The forward-looking sectors of the American art audience were waiting for pictures like these, sensuous and sharp, which spoke to the intuitions of transcendentalism in the up-to-the-minute terms of the machine age. For all their shimmer, they had a just-the-facts quality that proposed the romantic impulse as the highest form of lucidity. (That they could also be sexually voluptuous, something Weston claimed was unintended, did not hurt.) What he had hit upon, of course, was how high definition and distortions of scale could make objects more uncanny even as it made them more palpable. For all its optical truthfulness, Weston's 1931 Cabbage Leaf is as dreamlike as an apple by Magritte.
When Weston migrated up the Pacific Coast to settle in Carmel, Calif., in 1929, the rocky beaches and cypress clumps of nearby Point Lobos gave him the opportunity for landscapes with the same subtle subtext. In his profusions of sand, foam and bark, every formation is duly itemized, yet every detail seems an accessory to some great central fact. He consolidated his attachment to nature in a way that may have helped to deepen his friendship with Ansel Adams, whom he had met a few years before. Not far from Carmel he also discovered the stretches of undulating sand that prompted some of his most riveting images. The bays of shadow and light that swell across Dunes, Oceano, 1936, are tethered to real landscape by the line of mountains dimly visible in the upper left. In a decade when many American painters found abstraction too remote from earthly matters, Weston could demonstrate that the abstract was simply the last outpost of the tangible. In the same year, he made his celebrated rear view Nude of Charis Wilson, soon to be his second wife, stretched out across the dunes. Putting aside the ingenuity of his earlier nudes, he achieved a triumph of straightforward reckoning: being meets nothingness, with the outcome unspecified.

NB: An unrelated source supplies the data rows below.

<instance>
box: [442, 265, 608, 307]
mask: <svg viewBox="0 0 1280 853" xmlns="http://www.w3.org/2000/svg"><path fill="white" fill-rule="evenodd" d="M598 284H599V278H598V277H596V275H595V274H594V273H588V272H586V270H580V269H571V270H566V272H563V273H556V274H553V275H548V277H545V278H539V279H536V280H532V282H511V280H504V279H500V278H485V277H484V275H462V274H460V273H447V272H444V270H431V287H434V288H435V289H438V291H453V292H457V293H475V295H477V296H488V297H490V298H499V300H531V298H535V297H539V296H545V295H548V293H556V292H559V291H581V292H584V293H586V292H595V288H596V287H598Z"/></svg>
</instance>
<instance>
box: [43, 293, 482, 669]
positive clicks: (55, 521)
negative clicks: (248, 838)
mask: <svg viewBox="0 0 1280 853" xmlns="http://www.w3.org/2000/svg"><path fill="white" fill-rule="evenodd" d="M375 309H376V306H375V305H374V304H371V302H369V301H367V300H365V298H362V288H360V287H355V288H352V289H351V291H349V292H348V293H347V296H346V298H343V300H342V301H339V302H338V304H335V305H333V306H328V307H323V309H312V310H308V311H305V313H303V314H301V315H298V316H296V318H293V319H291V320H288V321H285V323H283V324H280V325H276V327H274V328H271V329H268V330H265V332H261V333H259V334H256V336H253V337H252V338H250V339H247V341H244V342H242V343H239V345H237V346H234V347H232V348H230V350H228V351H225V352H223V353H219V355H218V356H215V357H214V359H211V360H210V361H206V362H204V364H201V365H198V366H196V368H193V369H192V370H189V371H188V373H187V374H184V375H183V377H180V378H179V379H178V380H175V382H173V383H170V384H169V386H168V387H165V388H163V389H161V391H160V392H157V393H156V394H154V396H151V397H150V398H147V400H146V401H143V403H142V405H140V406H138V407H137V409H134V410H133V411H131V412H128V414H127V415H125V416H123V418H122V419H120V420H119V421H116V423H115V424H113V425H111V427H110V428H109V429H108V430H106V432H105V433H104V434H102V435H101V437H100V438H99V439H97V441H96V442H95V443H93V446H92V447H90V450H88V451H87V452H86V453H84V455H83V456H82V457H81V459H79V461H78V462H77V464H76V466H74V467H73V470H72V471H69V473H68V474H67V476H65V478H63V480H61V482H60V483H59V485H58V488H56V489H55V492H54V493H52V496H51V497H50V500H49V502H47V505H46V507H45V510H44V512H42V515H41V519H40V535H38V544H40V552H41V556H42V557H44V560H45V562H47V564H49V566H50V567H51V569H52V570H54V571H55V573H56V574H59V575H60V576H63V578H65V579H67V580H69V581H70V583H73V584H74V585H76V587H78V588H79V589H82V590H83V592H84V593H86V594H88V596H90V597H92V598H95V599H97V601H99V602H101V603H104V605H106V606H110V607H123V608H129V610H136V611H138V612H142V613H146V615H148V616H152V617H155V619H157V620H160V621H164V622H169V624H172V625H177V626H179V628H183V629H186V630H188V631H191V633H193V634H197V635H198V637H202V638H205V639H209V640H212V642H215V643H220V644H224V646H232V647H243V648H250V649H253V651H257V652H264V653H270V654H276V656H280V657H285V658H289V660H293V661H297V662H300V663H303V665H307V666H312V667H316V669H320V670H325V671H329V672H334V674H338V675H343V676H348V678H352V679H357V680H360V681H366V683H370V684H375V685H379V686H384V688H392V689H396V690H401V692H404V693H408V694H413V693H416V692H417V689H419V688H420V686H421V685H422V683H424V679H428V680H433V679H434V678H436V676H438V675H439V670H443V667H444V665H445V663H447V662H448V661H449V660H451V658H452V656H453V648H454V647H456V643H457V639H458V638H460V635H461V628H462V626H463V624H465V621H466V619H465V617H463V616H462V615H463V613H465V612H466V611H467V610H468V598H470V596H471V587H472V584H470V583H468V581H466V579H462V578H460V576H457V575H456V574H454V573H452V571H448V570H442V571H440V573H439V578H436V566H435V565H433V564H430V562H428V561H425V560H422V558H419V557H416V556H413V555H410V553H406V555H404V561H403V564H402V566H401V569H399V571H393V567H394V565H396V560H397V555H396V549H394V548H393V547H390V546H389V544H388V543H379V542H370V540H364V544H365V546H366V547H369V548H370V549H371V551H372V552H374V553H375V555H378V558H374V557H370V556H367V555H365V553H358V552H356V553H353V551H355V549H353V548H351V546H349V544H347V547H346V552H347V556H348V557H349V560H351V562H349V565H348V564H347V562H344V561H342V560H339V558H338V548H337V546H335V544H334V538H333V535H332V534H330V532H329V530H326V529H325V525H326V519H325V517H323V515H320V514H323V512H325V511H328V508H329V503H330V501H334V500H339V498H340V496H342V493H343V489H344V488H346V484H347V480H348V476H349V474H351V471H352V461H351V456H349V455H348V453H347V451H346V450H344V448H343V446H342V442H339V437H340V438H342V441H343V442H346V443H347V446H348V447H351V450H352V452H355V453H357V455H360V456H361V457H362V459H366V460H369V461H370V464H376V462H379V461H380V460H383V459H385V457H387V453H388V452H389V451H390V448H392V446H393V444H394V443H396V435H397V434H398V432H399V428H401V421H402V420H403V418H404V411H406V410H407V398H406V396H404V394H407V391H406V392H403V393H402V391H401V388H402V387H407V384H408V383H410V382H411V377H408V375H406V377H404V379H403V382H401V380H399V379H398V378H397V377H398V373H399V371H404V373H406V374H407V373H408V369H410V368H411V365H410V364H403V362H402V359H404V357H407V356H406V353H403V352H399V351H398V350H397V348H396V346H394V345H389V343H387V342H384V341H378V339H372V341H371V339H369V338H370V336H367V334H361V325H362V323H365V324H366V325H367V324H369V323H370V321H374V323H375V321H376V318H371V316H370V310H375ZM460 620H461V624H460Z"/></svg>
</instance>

There has been no end of comment on the links of temperament connecting Weston to Emerson, Thoreau and Whitman. It was this strand of his work -- nature as a hall of mirrors for the soul -- that was taken up in the postwar era by such photographers as Minor White, Paul Caponigro, Wynn Bullock and Weston's son Brett. It proved durable enough, but by the time Weston died in 1958 of Parkinson's disease, which a decade earlier had put a stop to his work, the themes that had sustained his kind of photography were showing signs of fatigue. In the following year, even as Weston's reputation stood at the pinnacle from which it has never descended, Robert Frank published the U.S. edition of The Americans, a galvanizing portrait of the national life seen in an unlovely light. The book quickened an emerging mood in the camera world. Weston's vision would have less to offer to photographers making glum observations of the American scene and complicated ironies about picture taking. His work has no roadside incidents, no unforeseen elements, no downtown. But the San Francisco show is a reminder of his photographs' unique confidence, force and completeness. Seen today, in a time of crayoned prints, tableaux arranged for the camera and photographs about photography, they bear + the stamp of a grand and lucid purpose.